Together they discussed everything from whether AI-created music will be labelled for consumers to fine-tuning copyright laws to protect artists whose creations get repurposed by algorithms and machine learning.

A screenshot of five people participating in a video call.

Panelists Eric Alper, Noah Mintz, Kirsten Robertson and Chelsea Masse joined Todd Green during the 2024 Business Matters event on Wednesday, March 27.

All panelists agreed that AI is already prevalent in the music industry – something the public heard loud and clear last year when Paul McCartney made headlines about using the technology to sing with the late John Lennon in the 2021 documentary Get Back.

Alper pointed to a 2023 Billboard Magazine study that determined nearly 35 per cent of all songs on the Billboard Hot 100 chart incorporated some form of AI to help musicians complete lyrics or create new music.

Venture capitalists and third-party companies are also buying artists’ catalogues – everyone from Michael Jackson to Neil Young – “to exploit their master recordings and their likeness” using AI, including to resurrect late artists in virtual reality settings or on-stage productions, Alper noted.

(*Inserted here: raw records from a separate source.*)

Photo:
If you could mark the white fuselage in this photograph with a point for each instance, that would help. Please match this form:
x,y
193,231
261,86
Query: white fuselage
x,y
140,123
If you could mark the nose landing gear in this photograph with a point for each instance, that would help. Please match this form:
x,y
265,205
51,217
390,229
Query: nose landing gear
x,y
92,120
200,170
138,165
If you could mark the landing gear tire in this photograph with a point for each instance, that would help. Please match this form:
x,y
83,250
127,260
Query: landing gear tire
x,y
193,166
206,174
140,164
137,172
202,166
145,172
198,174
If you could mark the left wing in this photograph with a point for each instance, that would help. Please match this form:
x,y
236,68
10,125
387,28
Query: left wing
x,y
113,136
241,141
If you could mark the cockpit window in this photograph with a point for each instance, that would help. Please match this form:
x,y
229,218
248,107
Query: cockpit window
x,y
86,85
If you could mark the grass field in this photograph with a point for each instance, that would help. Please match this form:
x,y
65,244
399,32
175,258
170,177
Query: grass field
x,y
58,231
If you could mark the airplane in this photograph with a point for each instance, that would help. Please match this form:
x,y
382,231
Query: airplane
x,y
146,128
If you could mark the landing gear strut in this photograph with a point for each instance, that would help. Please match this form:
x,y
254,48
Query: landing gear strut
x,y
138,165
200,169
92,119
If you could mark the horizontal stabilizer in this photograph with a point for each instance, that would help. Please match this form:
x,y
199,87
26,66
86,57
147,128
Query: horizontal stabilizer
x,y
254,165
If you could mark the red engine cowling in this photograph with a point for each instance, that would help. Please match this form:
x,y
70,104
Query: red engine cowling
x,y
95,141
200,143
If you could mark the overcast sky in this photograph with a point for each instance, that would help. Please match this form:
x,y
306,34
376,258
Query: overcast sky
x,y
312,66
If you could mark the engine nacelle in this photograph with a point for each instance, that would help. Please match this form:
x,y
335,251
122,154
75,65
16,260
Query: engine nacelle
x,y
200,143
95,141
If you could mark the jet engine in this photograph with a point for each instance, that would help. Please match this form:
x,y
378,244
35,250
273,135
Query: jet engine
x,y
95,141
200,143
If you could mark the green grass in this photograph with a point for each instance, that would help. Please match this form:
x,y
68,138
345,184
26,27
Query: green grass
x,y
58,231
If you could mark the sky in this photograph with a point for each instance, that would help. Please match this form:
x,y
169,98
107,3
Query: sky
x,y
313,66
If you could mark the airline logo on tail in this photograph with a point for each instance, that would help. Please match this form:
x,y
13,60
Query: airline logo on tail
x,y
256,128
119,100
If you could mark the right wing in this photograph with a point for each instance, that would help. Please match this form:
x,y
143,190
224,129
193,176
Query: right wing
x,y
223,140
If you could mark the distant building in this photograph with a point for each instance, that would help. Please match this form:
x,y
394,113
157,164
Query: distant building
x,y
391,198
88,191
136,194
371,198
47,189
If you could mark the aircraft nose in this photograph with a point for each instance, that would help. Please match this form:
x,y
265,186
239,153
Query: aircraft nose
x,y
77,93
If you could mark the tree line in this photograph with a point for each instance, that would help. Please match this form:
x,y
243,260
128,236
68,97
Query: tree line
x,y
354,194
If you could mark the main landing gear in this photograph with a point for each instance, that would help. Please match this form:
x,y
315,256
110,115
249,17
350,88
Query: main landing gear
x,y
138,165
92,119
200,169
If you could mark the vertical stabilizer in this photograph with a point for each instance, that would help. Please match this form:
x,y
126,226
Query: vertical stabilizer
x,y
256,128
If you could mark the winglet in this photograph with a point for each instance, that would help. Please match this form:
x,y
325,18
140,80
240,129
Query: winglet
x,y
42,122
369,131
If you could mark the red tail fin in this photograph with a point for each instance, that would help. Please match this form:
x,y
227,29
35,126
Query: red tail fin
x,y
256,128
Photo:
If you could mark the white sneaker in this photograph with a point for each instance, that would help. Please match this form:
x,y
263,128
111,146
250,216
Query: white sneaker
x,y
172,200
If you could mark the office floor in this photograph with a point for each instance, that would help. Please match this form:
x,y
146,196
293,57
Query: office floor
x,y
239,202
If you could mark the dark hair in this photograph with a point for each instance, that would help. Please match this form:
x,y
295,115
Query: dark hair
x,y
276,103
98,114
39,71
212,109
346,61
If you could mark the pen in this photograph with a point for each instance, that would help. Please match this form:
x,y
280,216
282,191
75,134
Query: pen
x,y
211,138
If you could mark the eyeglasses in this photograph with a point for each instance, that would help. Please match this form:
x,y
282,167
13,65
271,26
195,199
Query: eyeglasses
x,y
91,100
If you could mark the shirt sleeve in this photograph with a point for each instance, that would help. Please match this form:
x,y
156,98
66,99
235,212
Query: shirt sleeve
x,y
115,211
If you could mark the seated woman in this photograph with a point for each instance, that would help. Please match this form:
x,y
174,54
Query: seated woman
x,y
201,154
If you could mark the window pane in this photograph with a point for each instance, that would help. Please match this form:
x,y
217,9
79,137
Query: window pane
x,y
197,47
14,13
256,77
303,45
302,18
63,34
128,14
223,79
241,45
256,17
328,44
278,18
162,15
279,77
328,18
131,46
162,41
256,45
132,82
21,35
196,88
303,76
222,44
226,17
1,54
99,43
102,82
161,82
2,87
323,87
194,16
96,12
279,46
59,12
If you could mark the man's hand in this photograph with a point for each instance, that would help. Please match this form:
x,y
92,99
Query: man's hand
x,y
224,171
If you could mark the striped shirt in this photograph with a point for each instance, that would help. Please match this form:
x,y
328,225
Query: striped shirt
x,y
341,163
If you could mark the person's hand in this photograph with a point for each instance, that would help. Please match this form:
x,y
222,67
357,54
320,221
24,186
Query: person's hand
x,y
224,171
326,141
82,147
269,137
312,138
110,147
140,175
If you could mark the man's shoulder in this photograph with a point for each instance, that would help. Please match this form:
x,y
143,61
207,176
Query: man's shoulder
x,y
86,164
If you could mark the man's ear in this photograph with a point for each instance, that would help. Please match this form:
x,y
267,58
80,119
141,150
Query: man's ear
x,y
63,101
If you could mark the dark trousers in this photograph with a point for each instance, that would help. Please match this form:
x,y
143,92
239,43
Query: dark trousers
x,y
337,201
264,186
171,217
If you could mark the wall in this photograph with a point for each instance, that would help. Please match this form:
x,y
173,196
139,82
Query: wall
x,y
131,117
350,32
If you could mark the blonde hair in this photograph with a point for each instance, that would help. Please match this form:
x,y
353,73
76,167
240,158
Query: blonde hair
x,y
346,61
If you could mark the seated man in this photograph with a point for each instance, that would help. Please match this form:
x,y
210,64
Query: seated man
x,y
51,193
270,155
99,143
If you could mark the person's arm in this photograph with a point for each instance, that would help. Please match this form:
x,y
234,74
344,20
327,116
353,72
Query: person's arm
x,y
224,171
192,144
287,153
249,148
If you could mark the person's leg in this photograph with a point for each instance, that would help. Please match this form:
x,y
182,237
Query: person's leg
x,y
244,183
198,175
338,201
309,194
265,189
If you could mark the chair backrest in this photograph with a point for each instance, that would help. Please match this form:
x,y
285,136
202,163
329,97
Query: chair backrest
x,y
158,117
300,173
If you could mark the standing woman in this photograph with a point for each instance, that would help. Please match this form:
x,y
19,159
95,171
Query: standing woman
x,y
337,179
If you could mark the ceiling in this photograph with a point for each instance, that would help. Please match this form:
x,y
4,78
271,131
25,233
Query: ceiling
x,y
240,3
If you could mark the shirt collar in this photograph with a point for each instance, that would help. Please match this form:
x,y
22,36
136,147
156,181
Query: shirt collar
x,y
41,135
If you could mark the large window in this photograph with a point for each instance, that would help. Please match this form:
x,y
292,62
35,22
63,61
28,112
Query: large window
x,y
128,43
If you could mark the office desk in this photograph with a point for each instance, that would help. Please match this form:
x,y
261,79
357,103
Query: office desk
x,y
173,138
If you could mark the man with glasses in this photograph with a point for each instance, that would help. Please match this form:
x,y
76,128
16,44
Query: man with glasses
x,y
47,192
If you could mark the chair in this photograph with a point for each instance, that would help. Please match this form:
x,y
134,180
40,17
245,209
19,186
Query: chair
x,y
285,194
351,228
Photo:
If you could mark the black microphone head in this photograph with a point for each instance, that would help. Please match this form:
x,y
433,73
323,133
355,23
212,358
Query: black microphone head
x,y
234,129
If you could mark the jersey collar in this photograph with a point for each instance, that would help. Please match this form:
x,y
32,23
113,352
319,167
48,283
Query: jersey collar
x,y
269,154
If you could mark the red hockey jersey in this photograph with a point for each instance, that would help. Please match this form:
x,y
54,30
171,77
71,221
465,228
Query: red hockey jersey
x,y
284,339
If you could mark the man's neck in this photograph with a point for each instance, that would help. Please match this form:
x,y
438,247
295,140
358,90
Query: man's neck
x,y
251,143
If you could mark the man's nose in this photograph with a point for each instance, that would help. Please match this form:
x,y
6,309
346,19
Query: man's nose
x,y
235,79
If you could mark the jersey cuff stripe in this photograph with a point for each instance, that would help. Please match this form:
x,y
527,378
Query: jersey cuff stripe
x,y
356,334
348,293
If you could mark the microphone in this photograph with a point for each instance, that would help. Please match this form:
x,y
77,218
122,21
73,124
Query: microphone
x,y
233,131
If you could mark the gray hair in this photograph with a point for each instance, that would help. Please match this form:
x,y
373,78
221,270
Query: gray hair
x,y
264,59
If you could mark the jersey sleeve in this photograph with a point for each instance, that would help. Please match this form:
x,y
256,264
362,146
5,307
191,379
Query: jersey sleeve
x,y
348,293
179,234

“It’s here to stay,” he said. “Now, how do we deal with it?”

There are benefits to the technology, however. Mintz uses ChatGPT to do the intricate mathematics of calculating harmonics when mastering a piece of music, making the process more efficient.

AI can also make music creation more accessible, Robertson said.

“Maybe you’re somebody who wasn’t born with a beautiful voice but you’ve always had this urge to be creative and to get your ideas out there and heard,” she said. “You could now, potentially, use AI to compensate for that. Or if you didn’t have the chance to learn music or a musical instrument as a child, you could still create music and reach some fans.”

But that can come with its own issues, most notably a glut of musicians of varying talents competing to be heard, Masse said.

“My problem with democratizing music-making, it devalues musical training for folks who have spent tens of thousands of hours training at their craft,” Masse said. “For someone to be able to pump in a couple of prompts and then put out a song, I don’t know if it could ever be equal.”

Mintz isn’t so sure, either. There are certain elements of making music the technology will never master, no matter how sophisticated it becomes, he said.

He pointed the resurging interest in analog and rising sales of vinyl records. The more AI persists, the more people want the authenticity that comes with a physical item like a record, he said.

“The core of my argument against AI is it’s going to lack the empathy to fully understand music,” Mintz said. “Empathy is one thing that’s never going to be able to be programmed. And empathy is how we really connect with music. Nothing can replicate it.”

A recording of Business Matters is available on YouTube for those who weren’t able to join the discussion.